Bir ülke düşünün inancın her yeri doldurduğu; tarihi, bugünü, geleceği, otobüsleri, dağları, zamanı,  hobileri, evleri, havayı ve kalpleri… Boşluksuz ve safça.

İnandıkları şey ‘Sen mutluysan ben de mutluyum’ ve başka hiçbir isteğim yok.


Pokhara
Pokhara

Sen Mutluysan Ben De Mutluyum Ülkesi Nepal

Sevgilimin annesiyle çıktığım bu yolculukta, keşke daha önce ki tüm yolculuklarıma O’nunla çıkabilseydim diyerek geri döndüm. Kâbusum olan yol arkadaşlığı fobimi kendisiyle yenmiş bulunuyorum. İnsanların gerçek kimliği uzun bir yolculukta kendiliğinden ortaya çıkıverir. Engel olamaz, durduramaz ve rengini belli edersin yol arkadaşına.

Annemin rengi en sevdiğim renkti, yeşildi. 2000 metreye saatlerce yürüdü, karıncalı kahve içti, yamaç paraşütü yapmaması için O’nu ancak hava açık değil Everest’i göremezsin bugün ve o zaman burada yamaç paraşütü yapmanın hiçbir anlamı yok diyerek durdurabildim. 3’üncü günün sonunda İngilizce’yi tamamen sökmüş ve bir kilim için pazarlık yaparken buldum.

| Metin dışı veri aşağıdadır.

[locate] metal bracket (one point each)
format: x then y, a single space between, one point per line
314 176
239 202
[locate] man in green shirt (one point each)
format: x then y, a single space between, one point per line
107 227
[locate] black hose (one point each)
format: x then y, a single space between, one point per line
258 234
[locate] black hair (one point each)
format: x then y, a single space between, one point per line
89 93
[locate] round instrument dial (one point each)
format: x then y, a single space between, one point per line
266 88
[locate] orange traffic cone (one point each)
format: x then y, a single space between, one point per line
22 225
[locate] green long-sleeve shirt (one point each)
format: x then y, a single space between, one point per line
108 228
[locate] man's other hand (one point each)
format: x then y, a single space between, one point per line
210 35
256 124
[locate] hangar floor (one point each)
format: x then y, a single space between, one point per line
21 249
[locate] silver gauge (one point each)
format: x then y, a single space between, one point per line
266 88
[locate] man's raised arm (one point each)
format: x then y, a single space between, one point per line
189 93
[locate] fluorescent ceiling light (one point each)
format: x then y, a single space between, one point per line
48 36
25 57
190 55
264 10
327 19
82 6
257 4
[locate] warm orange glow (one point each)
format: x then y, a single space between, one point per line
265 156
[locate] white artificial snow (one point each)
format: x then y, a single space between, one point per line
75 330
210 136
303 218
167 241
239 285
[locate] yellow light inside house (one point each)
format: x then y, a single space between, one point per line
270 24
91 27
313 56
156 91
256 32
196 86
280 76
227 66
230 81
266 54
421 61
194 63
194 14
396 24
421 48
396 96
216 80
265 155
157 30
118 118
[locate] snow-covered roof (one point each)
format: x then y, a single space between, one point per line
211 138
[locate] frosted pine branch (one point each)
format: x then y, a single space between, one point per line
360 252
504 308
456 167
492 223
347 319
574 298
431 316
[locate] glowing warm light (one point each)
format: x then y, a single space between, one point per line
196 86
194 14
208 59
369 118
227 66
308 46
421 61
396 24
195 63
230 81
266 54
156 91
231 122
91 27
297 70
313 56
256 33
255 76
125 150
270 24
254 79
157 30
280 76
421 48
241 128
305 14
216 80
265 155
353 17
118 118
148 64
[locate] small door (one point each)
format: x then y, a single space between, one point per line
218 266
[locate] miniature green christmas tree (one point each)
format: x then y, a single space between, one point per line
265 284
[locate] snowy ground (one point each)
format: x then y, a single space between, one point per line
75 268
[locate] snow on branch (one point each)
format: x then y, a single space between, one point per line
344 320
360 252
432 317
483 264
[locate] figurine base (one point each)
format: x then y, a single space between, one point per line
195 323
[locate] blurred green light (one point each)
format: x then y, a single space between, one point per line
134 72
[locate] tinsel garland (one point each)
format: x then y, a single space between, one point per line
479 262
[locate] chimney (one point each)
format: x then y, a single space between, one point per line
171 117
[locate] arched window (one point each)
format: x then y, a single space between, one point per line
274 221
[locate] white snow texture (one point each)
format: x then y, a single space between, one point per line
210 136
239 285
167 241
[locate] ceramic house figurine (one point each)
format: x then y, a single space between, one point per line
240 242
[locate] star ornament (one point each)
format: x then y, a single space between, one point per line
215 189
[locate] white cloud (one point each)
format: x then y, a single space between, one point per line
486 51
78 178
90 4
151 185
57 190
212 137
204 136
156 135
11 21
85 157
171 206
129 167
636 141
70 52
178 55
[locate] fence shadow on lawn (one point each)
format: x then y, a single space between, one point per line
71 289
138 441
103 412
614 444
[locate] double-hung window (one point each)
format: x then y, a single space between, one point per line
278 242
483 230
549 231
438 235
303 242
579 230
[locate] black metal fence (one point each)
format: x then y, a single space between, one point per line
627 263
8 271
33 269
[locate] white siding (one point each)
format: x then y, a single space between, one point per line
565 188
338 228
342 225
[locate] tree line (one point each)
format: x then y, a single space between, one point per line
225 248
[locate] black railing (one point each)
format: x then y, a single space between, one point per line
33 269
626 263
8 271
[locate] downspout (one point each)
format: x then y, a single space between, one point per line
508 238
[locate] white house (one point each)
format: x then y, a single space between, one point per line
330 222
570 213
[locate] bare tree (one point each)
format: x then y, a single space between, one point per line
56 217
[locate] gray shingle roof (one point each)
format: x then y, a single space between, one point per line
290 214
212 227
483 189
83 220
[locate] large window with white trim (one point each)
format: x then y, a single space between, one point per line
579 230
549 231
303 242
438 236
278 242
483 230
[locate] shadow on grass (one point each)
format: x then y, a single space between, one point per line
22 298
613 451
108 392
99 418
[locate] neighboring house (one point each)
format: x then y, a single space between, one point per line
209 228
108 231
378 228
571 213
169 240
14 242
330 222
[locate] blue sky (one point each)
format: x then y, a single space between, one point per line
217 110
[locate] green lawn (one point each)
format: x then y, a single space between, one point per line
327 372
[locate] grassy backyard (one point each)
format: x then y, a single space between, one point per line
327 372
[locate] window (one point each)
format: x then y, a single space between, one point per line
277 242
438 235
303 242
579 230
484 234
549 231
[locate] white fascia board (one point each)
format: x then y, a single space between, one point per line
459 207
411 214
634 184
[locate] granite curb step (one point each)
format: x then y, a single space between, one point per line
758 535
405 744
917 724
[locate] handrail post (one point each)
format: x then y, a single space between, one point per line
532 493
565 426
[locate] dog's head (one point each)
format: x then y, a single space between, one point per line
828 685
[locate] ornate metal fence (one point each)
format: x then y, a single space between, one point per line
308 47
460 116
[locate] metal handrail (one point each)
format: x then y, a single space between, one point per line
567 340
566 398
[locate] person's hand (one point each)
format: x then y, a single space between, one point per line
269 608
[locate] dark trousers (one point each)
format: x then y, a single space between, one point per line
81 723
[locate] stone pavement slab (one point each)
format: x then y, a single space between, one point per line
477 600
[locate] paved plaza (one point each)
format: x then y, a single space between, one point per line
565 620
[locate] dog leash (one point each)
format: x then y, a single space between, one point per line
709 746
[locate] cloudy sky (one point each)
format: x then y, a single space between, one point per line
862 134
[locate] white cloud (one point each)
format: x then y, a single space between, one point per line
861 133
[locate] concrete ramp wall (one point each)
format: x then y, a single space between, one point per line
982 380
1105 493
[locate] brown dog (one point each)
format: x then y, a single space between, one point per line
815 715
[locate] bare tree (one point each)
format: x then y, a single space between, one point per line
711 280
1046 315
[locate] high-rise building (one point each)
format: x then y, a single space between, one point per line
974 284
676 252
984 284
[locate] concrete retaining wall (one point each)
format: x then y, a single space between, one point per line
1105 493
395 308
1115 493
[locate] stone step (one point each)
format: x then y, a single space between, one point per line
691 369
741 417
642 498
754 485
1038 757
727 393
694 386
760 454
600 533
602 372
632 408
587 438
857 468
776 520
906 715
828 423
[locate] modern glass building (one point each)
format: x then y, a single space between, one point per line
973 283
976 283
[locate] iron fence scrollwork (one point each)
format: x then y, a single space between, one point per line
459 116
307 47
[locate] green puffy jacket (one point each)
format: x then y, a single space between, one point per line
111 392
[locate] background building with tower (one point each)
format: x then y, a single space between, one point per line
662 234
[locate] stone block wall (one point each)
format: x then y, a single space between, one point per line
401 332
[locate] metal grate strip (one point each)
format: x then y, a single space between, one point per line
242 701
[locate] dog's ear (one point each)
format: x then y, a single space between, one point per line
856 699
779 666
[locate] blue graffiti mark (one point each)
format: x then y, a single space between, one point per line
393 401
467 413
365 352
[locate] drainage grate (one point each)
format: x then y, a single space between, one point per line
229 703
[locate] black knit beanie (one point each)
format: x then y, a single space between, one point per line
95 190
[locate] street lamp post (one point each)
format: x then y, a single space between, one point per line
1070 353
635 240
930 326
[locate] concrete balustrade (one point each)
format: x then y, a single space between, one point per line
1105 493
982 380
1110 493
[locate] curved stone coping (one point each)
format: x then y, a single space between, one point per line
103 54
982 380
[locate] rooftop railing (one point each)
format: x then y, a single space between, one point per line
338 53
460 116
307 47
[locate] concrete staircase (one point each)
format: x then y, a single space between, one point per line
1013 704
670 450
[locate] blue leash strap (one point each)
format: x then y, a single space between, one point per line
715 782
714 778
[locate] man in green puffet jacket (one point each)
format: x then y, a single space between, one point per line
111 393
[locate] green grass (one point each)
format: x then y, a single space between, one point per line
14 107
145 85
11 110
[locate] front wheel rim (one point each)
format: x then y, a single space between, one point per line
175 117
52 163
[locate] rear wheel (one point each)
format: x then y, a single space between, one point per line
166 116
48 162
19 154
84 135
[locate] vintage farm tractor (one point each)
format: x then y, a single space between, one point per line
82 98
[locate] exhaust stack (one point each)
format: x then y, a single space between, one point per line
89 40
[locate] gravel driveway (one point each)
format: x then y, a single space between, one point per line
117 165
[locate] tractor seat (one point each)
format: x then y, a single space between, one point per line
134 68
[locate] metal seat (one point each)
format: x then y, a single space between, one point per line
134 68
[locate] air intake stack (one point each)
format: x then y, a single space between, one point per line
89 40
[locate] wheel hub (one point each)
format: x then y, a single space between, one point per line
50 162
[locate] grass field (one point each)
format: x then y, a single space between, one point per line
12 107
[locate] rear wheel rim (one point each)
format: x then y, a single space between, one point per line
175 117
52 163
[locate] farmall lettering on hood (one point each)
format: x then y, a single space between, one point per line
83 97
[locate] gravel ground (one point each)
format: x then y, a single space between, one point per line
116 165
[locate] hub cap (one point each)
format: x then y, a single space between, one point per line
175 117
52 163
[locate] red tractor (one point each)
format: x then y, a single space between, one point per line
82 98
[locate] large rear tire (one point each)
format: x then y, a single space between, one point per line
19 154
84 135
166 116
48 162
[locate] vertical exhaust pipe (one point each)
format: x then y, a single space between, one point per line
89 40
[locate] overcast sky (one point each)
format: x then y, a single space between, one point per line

Hayat boyu yıkanmamış bir Sadu’ya sarılırken, hiç inanmadığı bir dini anlamaya çalışırken, hiç anlamadığı bir dilde Karma felsefesini anlatan rahibin meditasyonunda kendinden geçmişken, ormanda gergedan kovalarken, Hinduların cenaze töreninde yanan bedeni gözlerini ayırmadan izlerken, her sabah yorgunluk nedir bilmeden, kocaman bir enerji ve gülümsemeyle Nepal çayı ve surya sigarasını içerken,  şaşkınlık, sevgi ve saygıyla izledim. En güzel yol arkadaşımdı. Öyle olmalıydı nitekim aşık olduğum adamı dünyaya getiren kişiydi ve O’nun genlerinin bir kısmına aşıktım kimya açısından düşününce benim için anlamak çok güç oldu bu kültürü, kim bilir ilk kez yurt dışına çıkmış ve tercihini Nepal’den yana yapmış annem için durum nasıldı. Hiçbir yer gibi değildi.

nepal 3

İnsanlar; tanıdığım, gördüğüm, duyduğum hiç kimseye benzemiyordu.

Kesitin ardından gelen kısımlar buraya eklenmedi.